When red panda Mei Mei gave birth to a fluffy baby this summer, keepers handed naming honors over to the Oregon Zoo Foundation, which raffled off a chance to help “dub the cub.”
The winner of the raffle, Miriam Bolding of Hillsboro, met with zoo care staff via video conference last week, and together they decided on Pabu — a Tibetan name meaning “fluffball,” according to online resources, and a popular name for red pandas at accredited zoos around the country.
“We had so much fun meeting with Miriam to kick around different names,” said Amy Cutting, who oversees the zoo’s red panda area. “Pabu was the winner, and it really seems to fit the little guy. He’s been growing more and more adventurous lately — we’re excited for visitors to see him as he spends more time outside.”
Bolding won the raffle Sept. 25, during the Oregon Zoo Foundation’s Zoo Rendezvous event, which raised much needed funds to support the zoo’s efforts in animal care, education and conservation.
“I have been looking for ways to support local organizations that I love who have been hit hard by the pandemic,” Bolding said. “I wanted to support the Oregon Zoo so I purchased a membership and decided to buy raffle tickets to help.”
Red pandas are considered an endangered species, with populations declining by about 50% in the past 20 years. While exact numbers are uncertain, some estimates indicate as few as 2,500 may be left in the wild. In addition to habitat loss and fragmentation, red pandas also face threats from poaching and the illegal wildlife trade.

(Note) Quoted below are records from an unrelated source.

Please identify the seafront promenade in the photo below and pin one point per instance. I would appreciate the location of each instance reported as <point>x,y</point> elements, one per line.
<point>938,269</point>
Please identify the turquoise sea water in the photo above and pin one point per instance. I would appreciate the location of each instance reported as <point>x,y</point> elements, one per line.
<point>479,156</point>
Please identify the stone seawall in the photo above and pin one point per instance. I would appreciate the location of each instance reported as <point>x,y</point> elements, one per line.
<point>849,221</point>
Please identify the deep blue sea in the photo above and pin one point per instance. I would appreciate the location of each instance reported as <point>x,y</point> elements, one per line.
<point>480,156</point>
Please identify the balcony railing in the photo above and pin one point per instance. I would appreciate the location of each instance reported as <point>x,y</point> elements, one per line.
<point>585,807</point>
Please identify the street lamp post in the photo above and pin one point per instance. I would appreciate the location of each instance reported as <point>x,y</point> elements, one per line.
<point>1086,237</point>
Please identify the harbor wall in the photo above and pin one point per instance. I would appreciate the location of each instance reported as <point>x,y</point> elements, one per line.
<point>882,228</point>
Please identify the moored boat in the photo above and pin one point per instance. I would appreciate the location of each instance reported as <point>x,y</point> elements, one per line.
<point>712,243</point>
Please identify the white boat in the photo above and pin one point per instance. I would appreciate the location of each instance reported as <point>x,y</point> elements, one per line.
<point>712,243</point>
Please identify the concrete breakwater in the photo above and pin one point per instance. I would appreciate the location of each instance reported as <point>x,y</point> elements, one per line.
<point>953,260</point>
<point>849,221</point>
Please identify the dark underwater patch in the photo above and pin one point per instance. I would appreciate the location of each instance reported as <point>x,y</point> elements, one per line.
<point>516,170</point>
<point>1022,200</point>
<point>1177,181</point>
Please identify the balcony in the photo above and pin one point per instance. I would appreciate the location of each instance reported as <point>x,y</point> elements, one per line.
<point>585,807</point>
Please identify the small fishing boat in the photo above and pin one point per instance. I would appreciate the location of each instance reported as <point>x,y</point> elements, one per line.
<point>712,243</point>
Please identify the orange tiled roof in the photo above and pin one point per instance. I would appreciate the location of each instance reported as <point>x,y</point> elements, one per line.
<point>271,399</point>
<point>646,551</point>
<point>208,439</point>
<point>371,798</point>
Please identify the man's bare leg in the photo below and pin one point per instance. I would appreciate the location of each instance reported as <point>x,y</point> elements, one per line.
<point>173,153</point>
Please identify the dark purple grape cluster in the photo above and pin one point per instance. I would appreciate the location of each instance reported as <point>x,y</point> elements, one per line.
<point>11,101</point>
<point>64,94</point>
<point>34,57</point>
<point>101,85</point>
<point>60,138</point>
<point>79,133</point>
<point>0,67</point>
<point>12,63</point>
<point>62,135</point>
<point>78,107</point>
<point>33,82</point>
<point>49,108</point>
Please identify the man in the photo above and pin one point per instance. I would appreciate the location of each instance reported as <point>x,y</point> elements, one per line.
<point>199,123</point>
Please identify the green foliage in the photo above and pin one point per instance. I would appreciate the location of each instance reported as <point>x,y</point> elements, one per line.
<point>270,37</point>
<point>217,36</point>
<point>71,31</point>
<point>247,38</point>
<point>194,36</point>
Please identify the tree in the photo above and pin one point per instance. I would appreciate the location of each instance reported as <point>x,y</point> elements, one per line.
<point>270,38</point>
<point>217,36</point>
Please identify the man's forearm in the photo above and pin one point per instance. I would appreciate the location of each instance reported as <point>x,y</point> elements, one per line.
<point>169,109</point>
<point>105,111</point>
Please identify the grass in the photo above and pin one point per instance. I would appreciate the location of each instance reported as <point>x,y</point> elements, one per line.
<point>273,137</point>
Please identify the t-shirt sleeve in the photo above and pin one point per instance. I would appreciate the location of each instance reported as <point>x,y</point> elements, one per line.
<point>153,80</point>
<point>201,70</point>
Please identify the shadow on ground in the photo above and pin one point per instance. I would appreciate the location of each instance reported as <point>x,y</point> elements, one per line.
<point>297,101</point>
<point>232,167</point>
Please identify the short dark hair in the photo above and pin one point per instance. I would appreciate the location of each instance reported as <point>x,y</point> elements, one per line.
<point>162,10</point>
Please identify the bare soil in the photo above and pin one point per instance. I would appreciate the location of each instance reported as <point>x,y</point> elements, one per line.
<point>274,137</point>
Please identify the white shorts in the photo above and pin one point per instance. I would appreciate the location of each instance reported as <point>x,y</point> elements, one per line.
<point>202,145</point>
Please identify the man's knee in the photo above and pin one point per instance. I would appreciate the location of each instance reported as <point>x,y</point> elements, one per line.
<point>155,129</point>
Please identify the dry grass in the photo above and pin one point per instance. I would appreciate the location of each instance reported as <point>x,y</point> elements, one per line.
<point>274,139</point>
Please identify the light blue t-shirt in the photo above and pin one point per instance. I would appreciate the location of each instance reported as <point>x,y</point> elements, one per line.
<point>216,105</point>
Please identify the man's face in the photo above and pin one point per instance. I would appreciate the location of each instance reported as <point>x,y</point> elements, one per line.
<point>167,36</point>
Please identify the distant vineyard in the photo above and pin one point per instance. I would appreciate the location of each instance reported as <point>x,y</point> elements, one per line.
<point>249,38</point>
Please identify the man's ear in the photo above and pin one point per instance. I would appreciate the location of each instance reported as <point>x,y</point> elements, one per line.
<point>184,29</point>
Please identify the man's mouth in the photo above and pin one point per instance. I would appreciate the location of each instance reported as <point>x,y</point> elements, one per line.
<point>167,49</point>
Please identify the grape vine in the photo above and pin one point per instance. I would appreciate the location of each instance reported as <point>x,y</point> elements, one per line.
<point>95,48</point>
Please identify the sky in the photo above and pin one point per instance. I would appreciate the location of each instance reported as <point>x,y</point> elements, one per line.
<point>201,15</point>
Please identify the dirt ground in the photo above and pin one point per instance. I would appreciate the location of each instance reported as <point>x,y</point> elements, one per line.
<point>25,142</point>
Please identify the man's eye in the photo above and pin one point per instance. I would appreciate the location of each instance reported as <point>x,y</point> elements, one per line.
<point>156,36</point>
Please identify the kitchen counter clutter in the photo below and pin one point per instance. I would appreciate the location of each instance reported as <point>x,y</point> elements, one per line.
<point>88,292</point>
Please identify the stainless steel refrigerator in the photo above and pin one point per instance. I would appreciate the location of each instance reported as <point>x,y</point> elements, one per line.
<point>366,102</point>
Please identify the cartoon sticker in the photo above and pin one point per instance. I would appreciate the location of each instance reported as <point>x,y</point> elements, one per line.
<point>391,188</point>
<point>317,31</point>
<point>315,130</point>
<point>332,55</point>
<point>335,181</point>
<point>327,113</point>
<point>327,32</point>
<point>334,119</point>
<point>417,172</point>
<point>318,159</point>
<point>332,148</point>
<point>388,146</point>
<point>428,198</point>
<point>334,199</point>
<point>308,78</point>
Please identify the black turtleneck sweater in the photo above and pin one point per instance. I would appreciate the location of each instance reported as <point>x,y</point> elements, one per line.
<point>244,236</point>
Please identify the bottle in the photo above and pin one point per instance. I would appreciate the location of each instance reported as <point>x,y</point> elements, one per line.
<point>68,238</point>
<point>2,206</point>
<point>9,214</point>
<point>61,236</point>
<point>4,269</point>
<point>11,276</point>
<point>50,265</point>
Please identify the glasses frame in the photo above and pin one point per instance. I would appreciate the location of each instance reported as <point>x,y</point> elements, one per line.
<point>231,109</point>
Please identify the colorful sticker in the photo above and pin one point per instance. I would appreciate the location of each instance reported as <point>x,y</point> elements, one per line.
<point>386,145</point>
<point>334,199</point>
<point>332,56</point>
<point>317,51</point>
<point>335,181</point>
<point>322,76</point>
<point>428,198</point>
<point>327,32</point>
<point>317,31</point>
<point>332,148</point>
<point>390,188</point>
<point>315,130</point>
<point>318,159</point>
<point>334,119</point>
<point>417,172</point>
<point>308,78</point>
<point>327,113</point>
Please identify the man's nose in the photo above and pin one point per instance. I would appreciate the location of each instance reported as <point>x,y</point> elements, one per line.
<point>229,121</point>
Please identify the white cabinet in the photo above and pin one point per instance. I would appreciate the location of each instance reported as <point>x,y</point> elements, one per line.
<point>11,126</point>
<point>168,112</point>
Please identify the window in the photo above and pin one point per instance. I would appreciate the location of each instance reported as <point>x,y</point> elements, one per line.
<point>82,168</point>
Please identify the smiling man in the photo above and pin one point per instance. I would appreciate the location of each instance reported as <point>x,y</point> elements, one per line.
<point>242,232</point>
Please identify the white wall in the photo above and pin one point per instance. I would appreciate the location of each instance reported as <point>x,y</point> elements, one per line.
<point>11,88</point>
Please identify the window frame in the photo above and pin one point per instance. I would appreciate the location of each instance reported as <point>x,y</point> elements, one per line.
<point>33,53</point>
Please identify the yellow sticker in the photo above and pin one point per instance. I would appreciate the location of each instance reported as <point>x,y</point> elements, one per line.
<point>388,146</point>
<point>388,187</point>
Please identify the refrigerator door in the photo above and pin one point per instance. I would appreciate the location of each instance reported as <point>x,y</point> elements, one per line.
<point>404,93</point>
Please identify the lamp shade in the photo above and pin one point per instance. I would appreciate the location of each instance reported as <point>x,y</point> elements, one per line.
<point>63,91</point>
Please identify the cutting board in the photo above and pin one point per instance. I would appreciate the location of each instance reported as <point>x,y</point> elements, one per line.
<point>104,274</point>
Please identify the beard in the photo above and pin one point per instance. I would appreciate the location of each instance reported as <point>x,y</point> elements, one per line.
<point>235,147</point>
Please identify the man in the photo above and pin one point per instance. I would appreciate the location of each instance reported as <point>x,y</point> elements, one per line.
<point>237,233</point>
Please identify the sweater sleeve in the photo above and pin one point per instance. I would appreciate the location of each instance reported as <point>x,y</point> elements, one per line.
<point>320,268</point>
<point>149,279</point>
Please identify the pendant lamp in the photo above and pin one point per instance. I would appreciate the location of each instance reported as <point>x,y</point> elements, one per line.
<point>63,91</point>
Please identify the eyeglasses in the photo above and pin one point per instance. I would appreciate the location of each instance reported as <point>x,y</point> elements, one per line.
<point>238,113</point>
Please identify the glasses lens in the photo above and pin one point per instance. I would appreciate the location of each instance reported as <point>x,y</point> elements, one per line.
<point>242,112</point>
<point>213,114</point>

“Fifty years ago, red pandas had healthy populations throughout the eastern Himalayas,” Cutting said. “But they’ve been disappearing at alarming rates. Hopefully, we can start a new chapter in the conservation of a species that is sharply declining in the wild.”
Though they share part of their name with giant pandas, red pandas are in a class all by themselves: The sharp-toothed, ring-tailed omnivores are the only members of the Ailuridae family. Found in the montane forests of the Himalayas and major mountain ranges of southwestern China (Nepal, India, Bhutan, China and Myanmar), their striking red, white and black fur provides camouflage in the shadowed nooks of the trees amongst reddish moss and white lichens.